All security is just a matter of trying to be secure enough that anyone who wants at what you are securing can't or won't spend the effort to defeat it. There's no perfection. Even something like full disk encryption. Yes, this will defeat something like this, and also defeat someone grabbing the drive and reading it. However if they really want it, they just grab you too and force you to hand over your password. If the data was important enough that you had to plan for that contingency, you get some body guards to keep you safe. However then they simply kill your guards and get you... etc.

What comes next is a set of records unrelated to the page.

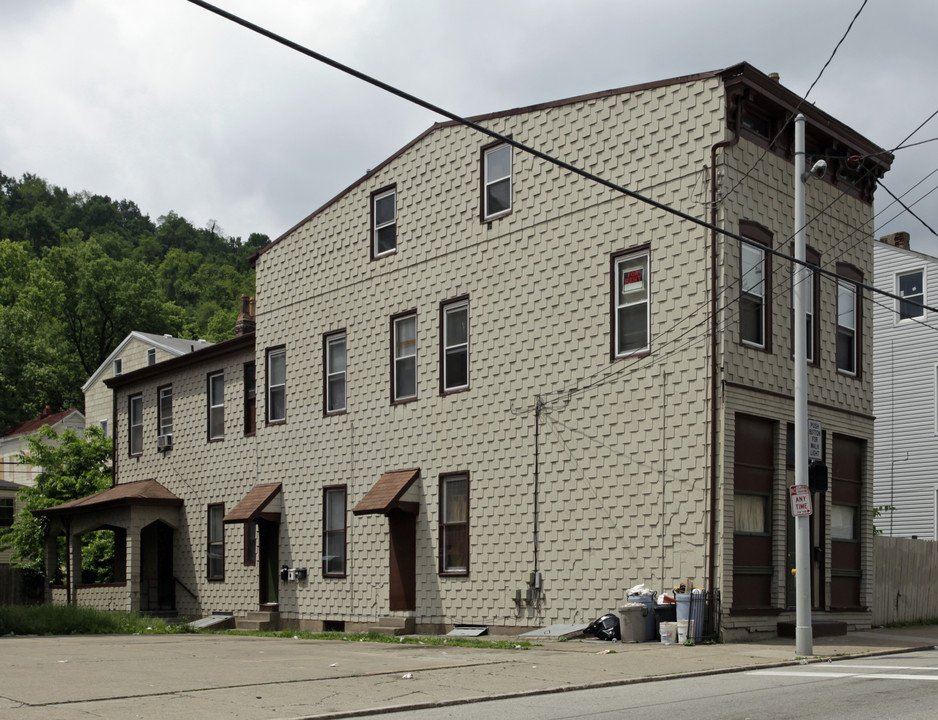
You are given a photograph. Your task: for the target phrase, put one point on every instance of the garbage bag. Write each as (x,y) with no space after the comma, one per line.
(605,628)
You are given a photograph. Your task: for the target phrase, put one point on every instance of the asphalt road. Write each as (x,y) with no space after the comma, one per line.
(901,686)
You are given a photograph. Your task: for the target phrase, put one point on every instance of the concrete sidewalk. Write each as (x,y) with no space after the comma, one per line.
(217,676)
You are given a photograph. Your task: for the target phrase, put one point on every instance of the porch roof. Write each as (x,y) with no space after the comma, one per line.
(262,501)
(386,494)
(141,492)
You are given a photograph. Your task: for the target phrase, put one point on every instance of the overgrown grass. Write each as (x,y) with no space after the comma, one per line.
(75,620)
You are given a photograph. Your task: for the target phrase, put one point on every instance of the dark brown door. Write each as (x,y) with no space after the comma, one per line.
(402,527)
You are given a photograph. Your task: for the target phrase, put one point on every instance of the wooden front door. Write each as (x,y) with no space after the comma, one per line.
(402,527)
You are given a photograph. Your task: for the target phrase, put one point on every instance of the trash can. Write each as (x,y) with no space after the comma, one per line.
(632,623)
(651,626)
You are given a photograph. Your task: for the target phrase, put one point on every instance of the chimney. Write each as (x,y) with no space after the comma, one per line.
(899,239)
(245,323)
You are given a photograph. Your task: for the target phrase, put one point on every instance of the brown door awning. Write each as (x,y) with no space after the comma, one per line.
(387,494)
(262,502)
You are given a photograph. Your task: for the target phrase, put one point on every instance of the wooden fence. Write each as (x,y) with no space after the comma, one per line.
(905,580)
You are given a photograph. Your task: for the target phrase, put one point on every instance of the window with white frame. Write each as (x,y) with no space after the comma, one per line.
(333,536)
(631,318)
(165,410)
(276,385)
(384,222)
(455,350)
(135,416)
(496,194)
(216,406)
(454,523)
(335,372)
(910,287)
(404,371)
(846,327)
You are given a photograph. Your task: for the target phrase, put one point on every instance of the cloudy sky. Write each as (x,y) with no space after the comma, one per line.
(166,104)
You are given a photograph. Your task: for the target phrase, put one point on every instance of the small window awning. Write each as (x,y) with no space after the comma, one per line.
(141,492)
(263,502)
(388,494)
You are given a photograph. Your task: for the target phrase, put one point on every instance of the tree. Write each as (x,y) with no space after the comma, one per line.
(73,467)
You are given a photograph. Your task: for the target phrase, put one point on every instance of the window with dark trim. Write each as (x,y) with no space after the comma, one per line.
(383,222)
(215,569)
(334,358)
(276,385)
(404,357)
(135,421)
(216,406)
(454,345)
(496,181)
(333,534)
(848,320)
(755,297)
(454,523)
(631,309)
(250,398)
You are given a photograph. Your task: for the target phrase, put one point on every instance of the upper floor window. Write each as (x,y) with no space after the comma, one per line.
(135,416)
(404,367)
(848,317)
(384,222)
(250,399)
(333,536)
(454,523)
(631,331)
(911,287)
(754,296)
(455,350)
(276,385)
(164,419)
(216,406)
(496,173)
(335,372)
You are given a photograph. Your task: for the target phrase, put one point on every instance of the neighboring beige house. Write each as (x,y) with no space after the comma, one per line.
(492,392)
(14,441)
(135,351)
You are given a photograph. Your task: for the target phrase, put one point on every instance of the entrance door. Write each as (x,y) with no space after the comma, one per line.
(268,555)
(402,527)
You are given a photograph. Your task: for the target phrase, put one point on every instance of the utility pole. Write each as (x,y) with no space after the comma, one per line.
(800,276)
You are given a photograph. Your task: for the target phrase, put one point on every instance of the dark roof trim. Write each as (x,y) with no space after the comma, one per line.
(211,352)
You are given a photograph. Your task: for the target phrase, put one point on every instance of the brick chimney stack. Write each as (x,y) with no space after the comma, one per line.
(245,323)
(899,239)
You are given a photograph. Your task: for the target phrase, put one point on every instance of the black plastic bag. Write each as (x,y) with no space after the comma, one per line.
(605,628)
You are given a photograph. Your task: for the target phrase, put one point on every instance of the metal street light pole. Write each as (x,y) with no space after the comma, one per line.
(800,276)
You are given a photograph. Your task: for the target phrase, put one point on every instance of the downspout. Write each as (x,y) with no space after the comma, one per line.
(714,375)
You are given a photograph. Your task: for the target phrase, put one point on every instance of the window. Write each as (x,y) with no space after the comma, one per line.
(848,316)
(6,512)
(496,172)
(454,523)
(630,318)
(216,542)
(216,406)
(333,535)
(276,385)
(250,399)
(335,372)
(135,416)
(164,420)
(383,223)
(911,287)
(455,350)
(404,370)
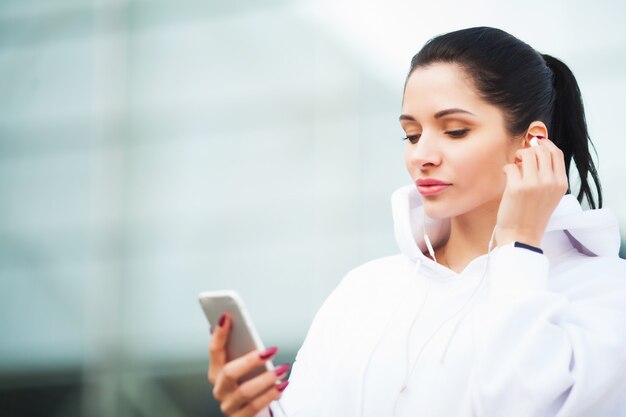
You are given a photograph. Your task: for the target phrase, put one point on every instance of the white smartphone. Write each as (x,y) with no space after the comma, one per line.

Basically there isn't a be-all, end-all of security, where you are safe against everything. There is only being secure to the point that anyone who wants what you have, doesn't have the ability to get it.
That's not the point
Linux doesn't try to be secure against physical access, just add init=/bin/sh to the kernel command line.
OTOH: Windows has always had this weird naivety that passwords will protect the OS from the guy sitting infront of the PC.
Nope. Know how most worms don't actually care about the data on the machine? They just want enough control to make the machine join a bot-net and start spamming.
In this scenario I don't care about the data on the machine. All I want to do is run programs on the machine. Sadly, the OS is password protected and I don't know the password. So I can't run programs. But if I were to replace the existing OS with a new one that I do have access to, I've done a successful attack: I now have the access I desired. I've started with no access and ended with full access.
Yes, all encrypted data would remain unknown. But for this "attack" I don't actually care about the data. I just want to be able to run programs on the machine. (Specifically in this case, it was a lab machine that had been moved from one project to another. Whoever originally set up the machine either couldn't be contacted or had forgotten the password, I don't remember which. There's no useful data on the machine, but the machine is still useful - if only we could access it.)
The entire point is that this is a somewhat lame attack - just like the attack in the article. It starts by assuming you manage to gain full read/write access to the drive. Amazingly enough, if you have full read/write access, gaining root access isn't terribly difficult...
You are in a maze of twisty little relative jumps, all alike.
Consider: someone arrives from 10 years in the future in a time machine. OK, at the time he arrives this is news. However, at the point the individual leaves to go back in time, we have already known about this for 10 years. He may even be reusing the same time machine, if it was never used in the intervening period. How is a 10 year old story news (I am ignoring /. for the purpose of this argument)?
Also with physical access you can backdoor the FDE bootloader, which is of course not encrypted. That may be easier than backdooring the firmware.
That's how all hardware monitoring and similar tools do, to avoid triggering false alarams in UAC.
It's just strange how Windows can't even follow their own recommendations.
"Sufficiently advanced satire is indistinguishable from reality." - [Tips: 1DrYakQDKCQ6y52z6QbnkxHXAocMZJE61o ]
Looks alot like this:
http://www.avertlabs.com/research/blog/index.php/2007/03/12/windows-vista-vulnerable-to-stickykeys-backdoor/
Only thing new is using Linux to rename the file.